The other possibility: the law could mandate that every such notice be approved by a copyright lawyer well-versed in Fair Use law. This also seems a little extreme since thousands of acts of actual copyright infringement take place on YouTube every hour. And it would be prohibitively expensive for copyright owners to send takedowns if they had to hire massive teams of high-rolling lawyers.

It’s important to strike a balance here. The Court obviously landed somewhere in the middle but in essence, it landed much closer to the earlier extreme than the latter. Let’s look closer.

First, the opinion states:

A copyright holder who pays lip service to the consideration of fair use by claiming it formed a good faith belief when there is evidence to the contrary is still subject to 512(f) liability.

But what evidence is sufficient to establish liability?

Universal admitted that they did not consider Fair Use in the procedure, but they also claimed that the consideration with which they looked at the video essentially checked for Fair Use, even if it wasn’t explicitly specified in their employee procedure.

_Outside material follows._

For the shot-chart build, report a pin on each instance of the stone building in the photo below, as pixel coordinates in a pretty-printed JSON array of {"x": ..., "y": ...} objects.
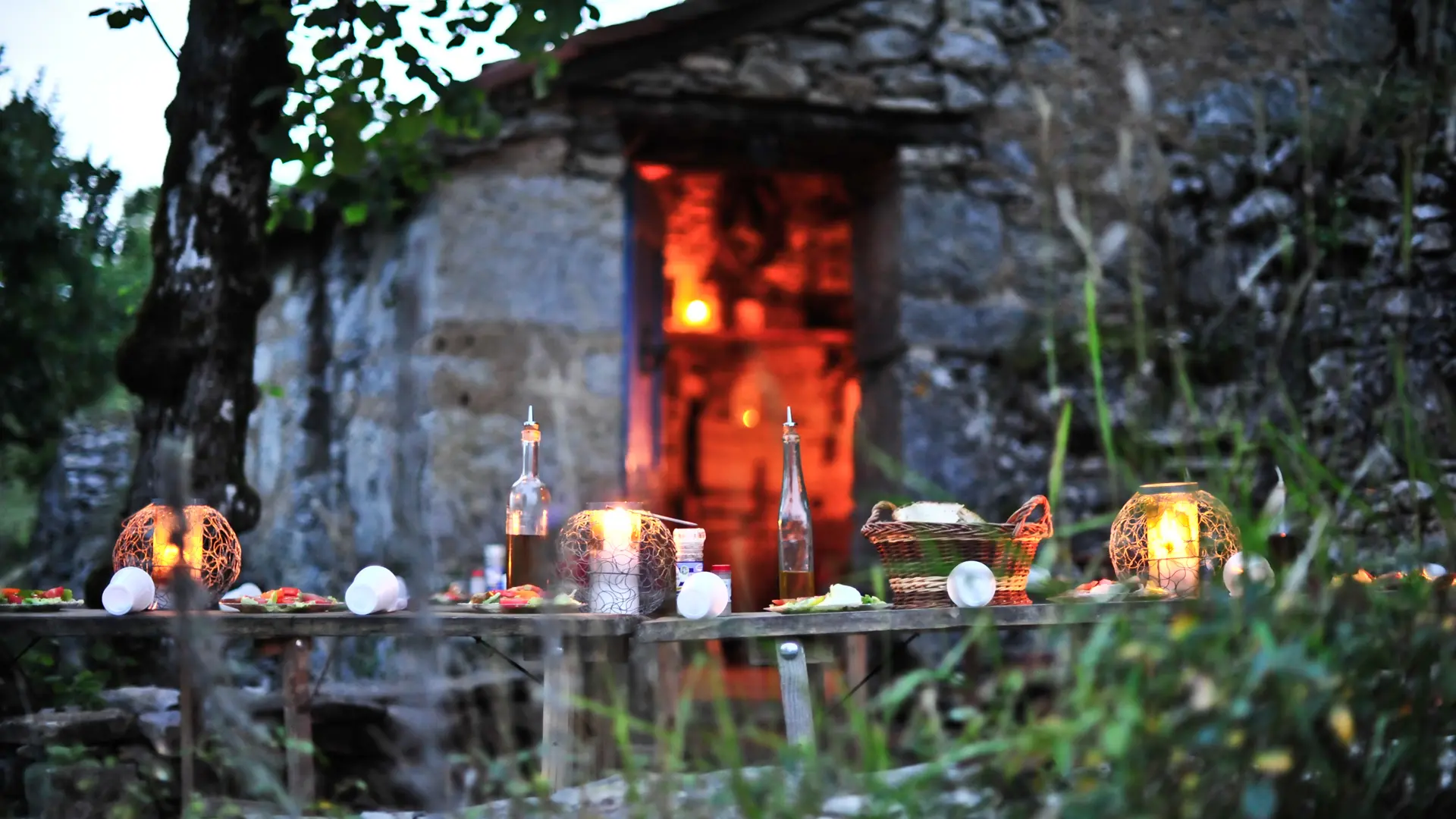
[{"x": 884, "y": 210}]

To me, this seems like sufficient evidence to conclude that Fair Use was not considered by Universal. The original reviewer, if given the opportunity to write a short paragraph on why he believed it wasn’t Fair Use, would not be able. He didn’t understand Fair Use. He wasn’t trained or instructed in it. Universal is misrepresenting that when they sent the takedown notice to Lenz, they had “good faith belief that use of the material in the manner complained of is not authorized by the copyright owner, its agent, or the law.”

However, the majority opinion found otherwise. While they thought it was possible that Universal was liable, they believed the case should go to jury trial. They weren’t willing to take a stronger stance. The dissenting judge on the three panel, Judge Smith, goes that far. If Universal admits they didn’t explicitly consider Fair Use, they misrepresented and are liable for damages, he concluded.

Further details on this case here are rather subtle and technical. This Harvard Law Review article does a great job of explaining the details, if interested. The bottom line is that while this decision is monumental in holding, for the first time in federal court, that Fair Use is not infringement of copyright, not merely an excusable offense or an affirmative defense, but is fully authorized and encouraged by the law, the decision still falls well short of effectively curbing abuse and intimidation of the little guy by the big shots because the bar for proving misrepresentation by the copyright holder was set so high. From Harvard Law Review:

In order to stem such abuse more effectively, the court should have interpreted the DMCA’s “knowing” misrepresentation requirement to include representations recklessly made without sufficient procedures to form a good faith belief about fair use.

Disclaimer: This post does not constitute legal advice. I am not an attorney. Not even close. If you need legal advice, please contact an attorney directly.